Software test support system described in. 4. The history file written by the execution of the load module in the test executing means is analyzed, and a percentage of all unit routines of the source code is written in the history file. 4. The software test support system according to claim 3, further comprising module coverage evaluation means for detecting whether or not there is an unexecuted module. 5. The software test according to claim 4, further comprising module coverage ratio output means for outputting a list of module coverage ratios and unexecuted modules detected by the module coverage ratio evaluation means in a form. Support system. 6. The history file written by the execution of the load module by the test execution means is analyzed, and the percentage of test cases among all the test cases created by the test case creation means is the history. 4. The software test support system according to claim 3, further comprising a test case coverage evaluation unit that detects whether or not the test case has been written in the file and detects an unexecuted test case. 7. The test case coverage rate output means for outputting, in a form, a list of test case coverage rates and unexecuted test cases detected by the test case coverage rate evaluation means. Described software test support system. 8. A modified source code analyzing unit for classifying a source code, which is modified by a bug correction or a version upgrade, into a plurality of unit routines, a unit routine classified by the source code analyzing unit, and the modified source code analysis. First modified unit routine detecting means for detecting a deleted unit routine and an added unit routine by comparing with the unit routines classified by, and the modified source by comparing the source code before and after the modification.
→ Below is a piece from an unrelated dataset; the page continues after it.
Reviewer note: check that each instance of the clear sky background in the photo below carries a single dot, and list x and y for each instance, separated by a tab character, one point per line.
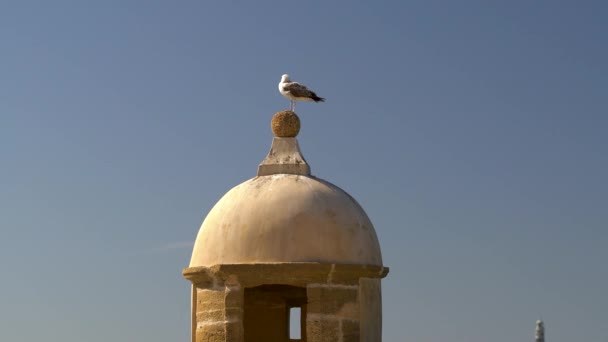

A second modified unit routine detecting means for detecting a modified unit routine among the unit routines classified by the code analysis; and the first modified unit routine of the test cases created by the test case creating means. A test case targeting the additional unit routine detected by the detection means, and the second
8. The re-execution target test case specifying means for specifying a test case targeting the correction unit routine detected by the correction unit routine detecting means of (1), according to any one of claims 1 to 7. Described software test support system.